Per Direktionsrecht nach Berlin versetzt: Im konkreten Fall befolgte der Arbeitnehmer eine unbillige Weisung des Arbeitgebers nicht. Bild: Michael Bamberger

Auch bei unbilligen Versetzungen durch den Arbeitgeber hat sich der Mitarbeiter bis zu einem rechtskräftigen Urteil an die Weisung zu halten. Diese kritisierte Ansicht des BAG zum Direktionsrecht scheint der zehnte Senat – nach einem neuen Beschluss des fünften Senats – nun abändern zu können.

Ist eine Weisung nicht aus sonstigen Gründen unwirksam, hat sie ein Arbeitnehmer vorerst zu beachten – zumindest bis ein Gericht per rechtskräftigem Urteil feststellt, dass die Leistungsbestimmung unverbindlich ist. Das hatte bereits im Jahr 2012 der fünfte Senat des Bundesarbeitsgerichts (BAG) entschieden (Urteil vom 22. Februar 2012, Az. 5 AZR 249/11). Der Arbeitnehmer darf sich demnach nicht über eine unbillige Ausübung des Direktionsrechts einfach so hinwegsetzen. Vielmehr stellten die Richter damals auf § 315 BGB ab: Danach sei eine unbillige Leistungsbestimmung nicht nichtig, sondern nur unverbindlich. Sei die Verbindlichkeit umstritten, entscheide nach § 315 Abs. 3 Satz 2 BGB das Gericht.

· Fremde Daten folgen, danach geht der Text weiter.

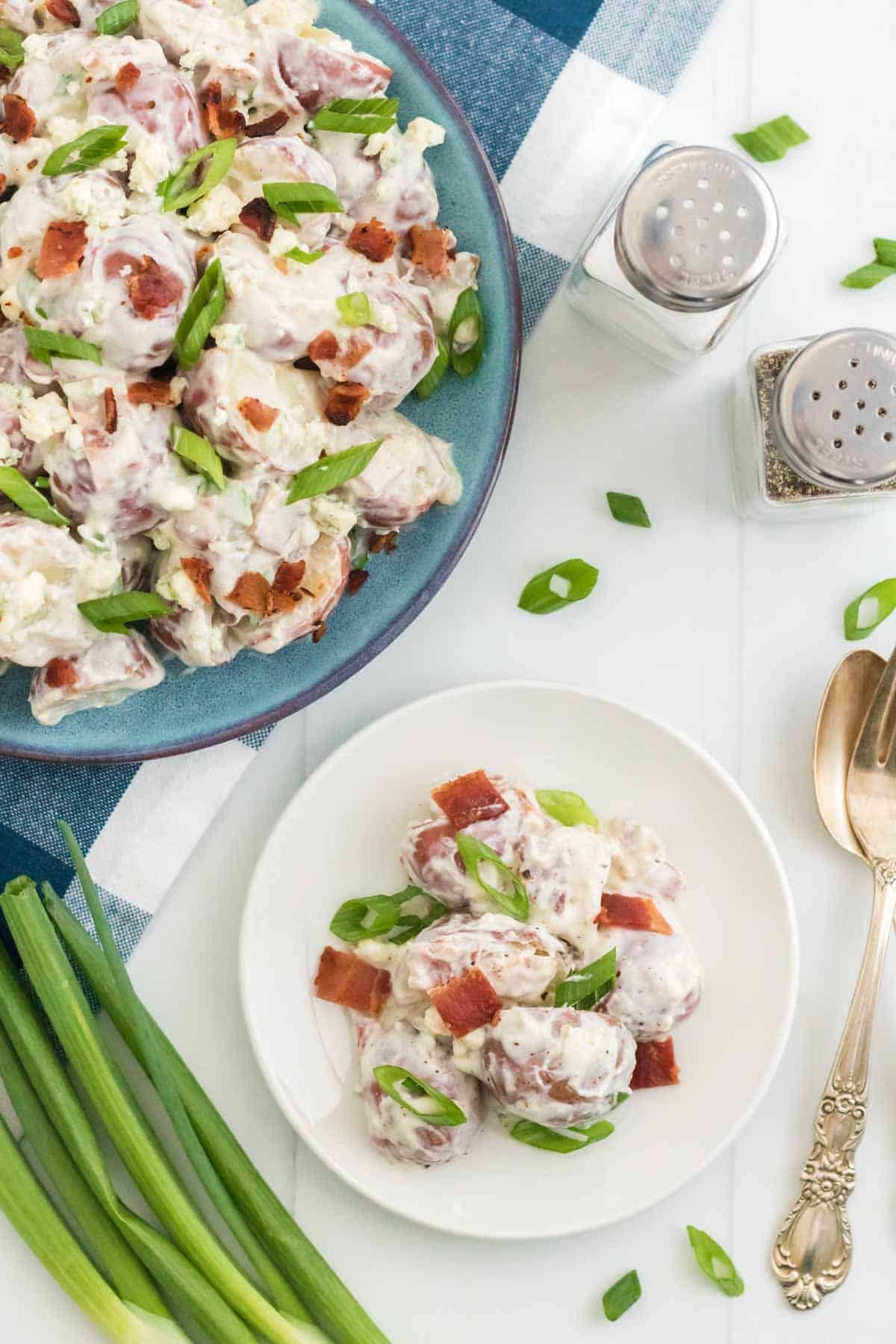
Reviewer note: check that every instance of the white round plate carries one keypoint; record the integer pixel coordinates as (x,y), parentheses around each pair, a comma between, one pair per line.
(340,838)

BAG: Neues zur Versetzung per Weisung

Diese viel kritisierte Rechtsauffassung möchte der zehnte Senat anhand eines aktuellen Falls nun abändern. Mit Blick auf § 106 Gewerbeordnung müsse der Arbeitnehmer – nach Ansicht des zehnten Senats – eine unbillige Weisung des Arbeitgebers auch dann nicht vorläufig befolgen, wenn keine entsprechende rechtskräftige Entscheidung eines Arbeitsgerichts vorliege.

Aufgrund der unterschiedlichen Rechtsaufassungen der verschiedenen Senate konnte der zehnte Senat über die Revision noch nicht entscheiden. Vielmehr haben die Richter nun nach § 45 Abs. 3 Satz 1 Arbeitsgerichtsgesetz angefragt, ob der fünfte Senat an seiner Rechtsauffassung festhält. 

Direktionsrecht: Großer Senat oder Aufgeben?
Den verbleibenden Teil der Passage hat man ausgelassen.